El regreso a la “nueva normalidad” se produce a ciegas porque se desconoce el número real de contagios; las pruebas para detectar la enfermedad se aplican hasta que el enfermo acude al hospital y muchas veces no hay tiempo para eso. Se dejaron pasar momentos cruciales porque, en lugar de “salir a cazar el virus”, se esperó a que éste nos alcanzara en casa. Se ha jugado con la vida de miles de familias que hoy lloran a sus muertos. Los mentados municipios de la “esperanza” están libres de contagio no porque hayan adoptado las medidas sanitarias, o por el apoyo del gobierno, sino porque son lugares remotos –muchos en el estado de Oaxaca– donde lo que prevalece es la desesperanza, la miseria y el olvido de las autoridades. El regreso a la “nueva normalidad” obedece a dos motivos: el primero, a la presión del gobierno de Estados Unidos (EE. UU.), nación interesada en que no se rompa la cadena de suministros de las transnacionales gringas, cuyas partes se fabrican en México y, el segundo, porque la economía nacional se derrumba debido al nulo apoyo del Gobierno Federal a las empresas y a los trabajadores.

Todo esto está pasando en un país donde el hitleriano virus pareciera diseñado por una mente criminal que daña de manera selectiva a los más débiles, los enfermos, los viejos y los más pobres. La pasividad del gobierno lo hace responsable de las muertes que pudieron haberse evitado. Atrás quedó el lema de “primero los pobres” y, en los hechos, éstos llevan la peor parte.
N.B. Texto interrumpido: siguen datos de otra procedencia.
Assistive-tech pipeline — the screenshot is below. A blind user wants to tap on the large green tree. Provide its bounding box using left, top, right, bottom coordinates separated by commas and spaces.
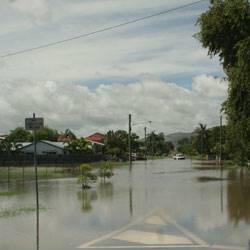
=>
6, 127, 32, 143
192, 123, 211, 155
147, 132, 174, 156
198, 0, 250, 165
36, 127, 58, 141
104, 130, 140, 159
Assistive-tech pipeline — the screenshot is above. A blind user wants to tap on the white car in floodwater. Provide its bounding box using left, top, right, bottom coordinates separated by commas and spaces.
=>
173, 154, 185, 160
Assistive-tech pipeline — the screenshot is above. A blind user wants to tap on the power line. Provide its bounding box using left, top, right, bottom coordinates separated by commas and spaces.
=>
0, 0, 208, 58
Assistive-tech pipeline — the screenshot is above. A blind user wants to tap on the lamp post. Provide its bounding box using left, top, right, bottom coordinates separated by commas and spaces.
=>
25, 113, 44, 250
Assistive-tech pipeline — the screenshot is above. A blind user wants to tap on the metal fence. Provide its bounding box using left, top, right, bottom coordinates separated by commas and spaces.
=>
0, 154, 105, 166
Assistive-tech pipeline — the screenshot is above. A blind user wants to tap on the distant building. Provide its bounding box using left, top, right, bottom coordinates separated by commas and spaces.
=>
85, 133, 106, 144
0, 135, 8, 141
57, 135, 74, 142
18, 140, 68, 155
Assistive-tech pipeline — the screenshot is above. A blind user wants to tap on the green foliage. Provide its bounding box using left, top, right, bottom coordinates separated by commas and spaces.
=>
147, 132, 174, 156
77, 164, 97, 189
0, 140, 12, 154
66, 138, 92, 154
99, 161, 114, 182
36, 127, 58, 141
104, 130, 140, 160
60, 129, 77, 140
192, 123, 211, 155
6, 127, 32, 143
177, 138, 194, 155
197, 0, 250, 165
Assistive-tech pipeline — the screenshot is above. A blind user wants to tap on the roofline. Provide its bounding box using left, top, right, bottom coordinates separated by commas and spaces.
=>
19, 140, 67, 149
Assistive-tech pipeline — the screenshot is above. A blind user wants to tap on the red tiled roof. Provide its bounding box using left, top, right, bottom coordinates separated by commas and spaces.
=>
57, 135, 72, 142
85, 133, 106, 143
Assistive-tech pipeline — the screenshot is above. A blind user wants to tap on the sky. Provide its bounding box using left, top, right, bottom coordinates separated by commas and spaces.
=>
0, 0, 228, 136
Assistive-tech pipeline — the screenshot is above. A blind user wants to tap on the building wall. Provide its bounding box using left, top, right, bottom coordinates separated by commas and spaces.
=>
20, 142, 64, 155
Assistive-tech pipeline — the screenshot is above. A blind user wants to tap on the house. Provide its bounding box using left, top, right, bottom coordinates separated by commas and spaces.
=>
85, 133, 106, 143
57, 135, 73, 142
0, 135, 8, 141
18, 140, 68, 155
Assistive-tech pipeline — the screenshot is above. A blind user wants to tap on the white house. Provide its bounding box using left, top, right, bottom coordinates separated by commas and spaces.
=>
18, 140, 68, 155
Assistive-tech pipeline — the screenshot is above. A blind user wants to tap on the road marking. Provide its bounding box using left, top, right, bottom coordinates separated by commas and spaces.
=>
160, 211, 209, 246
211, 245, 246, 250
77, 209, 159, 248
112, 230, 193, 245
145, 215, 167, 225
81, 245, 209, 249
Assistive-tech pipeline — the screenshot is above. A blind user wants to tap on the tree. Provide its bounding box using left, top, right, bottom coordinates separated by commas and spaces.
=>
77, 164, 97, 189
36, 127, 58, 141
6, 127, 32, 142
66, 138, 92, 154
197, 0, 250, 165
177, 138, 194, 155
57, 129, 77, 142
147, 132, 174, 156
99, 161, 114, 182
192, 123, 211, 155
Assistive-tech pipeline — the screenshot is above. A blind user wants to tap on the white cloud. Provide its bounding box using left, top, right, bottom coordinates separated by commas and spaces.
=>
9, 0, 50, 21
193, 75, 228, 97
0, 76, 226, 135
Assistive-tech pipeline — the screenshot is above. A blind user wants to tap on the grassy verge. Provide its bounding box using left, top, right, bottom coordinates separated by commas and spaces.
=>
0, 162, 128, 183
0, 191, 24, 197
0, 207, 47, 218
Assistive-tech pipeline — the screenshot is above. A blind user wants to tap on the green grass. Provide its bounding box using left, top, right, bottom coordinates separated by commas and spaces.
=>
196, 176, 227, 182
0, 191, 24, 197
0, 161, 128, 183
0, 166, 78, 182
0, 207, 47, 218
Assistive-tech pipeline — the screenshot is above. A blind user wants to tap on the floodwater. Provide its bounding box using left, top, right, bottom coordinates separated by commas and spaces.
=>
0, 159, 250, 250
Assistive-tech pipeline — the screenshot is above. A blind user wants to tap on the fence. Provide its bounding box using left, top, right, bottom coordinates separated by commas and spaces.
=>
0, 154, 105, 166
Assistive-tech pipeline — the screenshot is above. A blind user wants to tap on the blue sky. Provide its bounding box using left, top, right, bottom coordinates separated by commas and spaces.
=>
0, 0, 226, 137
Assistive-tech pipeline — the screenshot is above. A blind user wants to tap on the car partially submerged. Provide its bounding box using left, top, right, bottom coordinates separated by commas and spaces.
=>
173, 154, 185, 160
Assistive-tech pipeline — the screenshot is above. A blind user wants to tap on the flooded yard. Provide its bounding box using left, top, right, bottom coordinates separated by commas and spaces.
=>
0, 159, 250, 250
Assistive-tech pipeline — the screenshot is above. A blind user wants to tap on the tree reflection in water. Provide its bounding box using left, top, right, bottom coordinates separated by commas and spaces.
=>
227, 168, 250, 225
77, 189, 97, 212
97, 182, 114, 199
77, 182, 113, 212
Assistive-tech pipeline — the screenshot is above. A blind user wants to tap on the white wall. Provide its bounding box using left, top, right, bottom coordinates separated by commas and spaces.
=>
20, 142, 64, 155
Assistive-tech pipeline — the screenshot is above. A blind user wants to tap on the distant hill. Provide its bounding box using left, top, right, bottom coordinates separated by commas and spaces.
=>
165, 132, 192, 147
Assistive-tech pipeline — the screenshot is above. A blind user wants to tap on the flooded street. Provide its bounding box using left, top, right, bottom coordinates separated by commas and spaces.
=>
0, 159, 250, 250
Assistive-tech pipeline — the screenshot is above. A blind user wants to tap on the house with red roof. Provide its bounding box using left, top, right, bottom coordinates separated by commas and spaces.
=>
85, 133, 106, 143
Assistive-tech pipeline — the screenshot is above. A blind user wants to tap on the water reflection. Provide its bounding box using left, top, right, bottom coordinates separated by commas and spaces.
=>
97, 182, 114, 199
227, 169, 250, 225
77, 190, 97, 212
77, 182, 114, 212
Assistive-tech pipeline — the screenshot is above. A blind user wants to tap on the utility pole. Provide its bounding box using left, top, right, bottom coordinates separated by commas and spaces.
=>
128, 114, 132, 170
33, 113, 39, 250
25, 113, 44, 250
219, 115, 222, 166
144, 127, 147, 160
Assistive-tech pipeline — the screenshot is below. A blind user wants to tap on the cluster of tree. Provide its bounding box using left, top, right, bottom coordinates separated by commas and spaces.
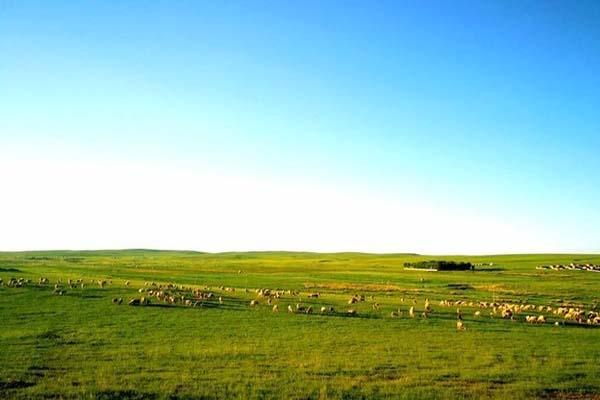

Se calcula que, por lo menos, se perderán 10 millones de empleos formales y si a esta cifra agregamos los 32 millones que hay en la informalidad –que fueron obligados a dejar las calles y algunos hoy se arriesgan a torear al coronavirus y a las autoridades– y los dos millones de desempleados reconocidos oficialmente, la cifra es descomunal. Si hacemos cuentas, la economía mexicana depende básicamente de menos de 14 millones de trabajadores que han logrado mantenerse estables.

La pandemia exhibió la fragilidad de la economía y la incapacidad del gobierno actual. Los hogares humildes son abandonados a su suerte, sin trabajo, en casa y sin dinero; el hambre es lo único seguro. Este gobierno será el responsable de que más de que 10 millones de mexicanos pasen a engrosar las filas de los desposeídos y que la pobreza aumente aceleradamente. Ante este escenario, un AMLO cínicamente previsor sabe que si los pobres aumentan, el orden social está en riesgo. Si antes criticaba la militarización, hoy no ha dudado en poner al Ejército en las calles. Los militares como garrote y contención de los pobres; y para los delincuentes, abrazos. En el México de la desesperanza, lo único que queda a las mayorías afectadas es una gran alianza nacional que termine con esta tragedia. Ha llegado la hora de unir todos los esfuerzos para que por la vía democrática y legal se ponga un freno a la llamada “Cuarta Transformación” (4T) antes de que la “nueva normalidad” nos alcance a todos.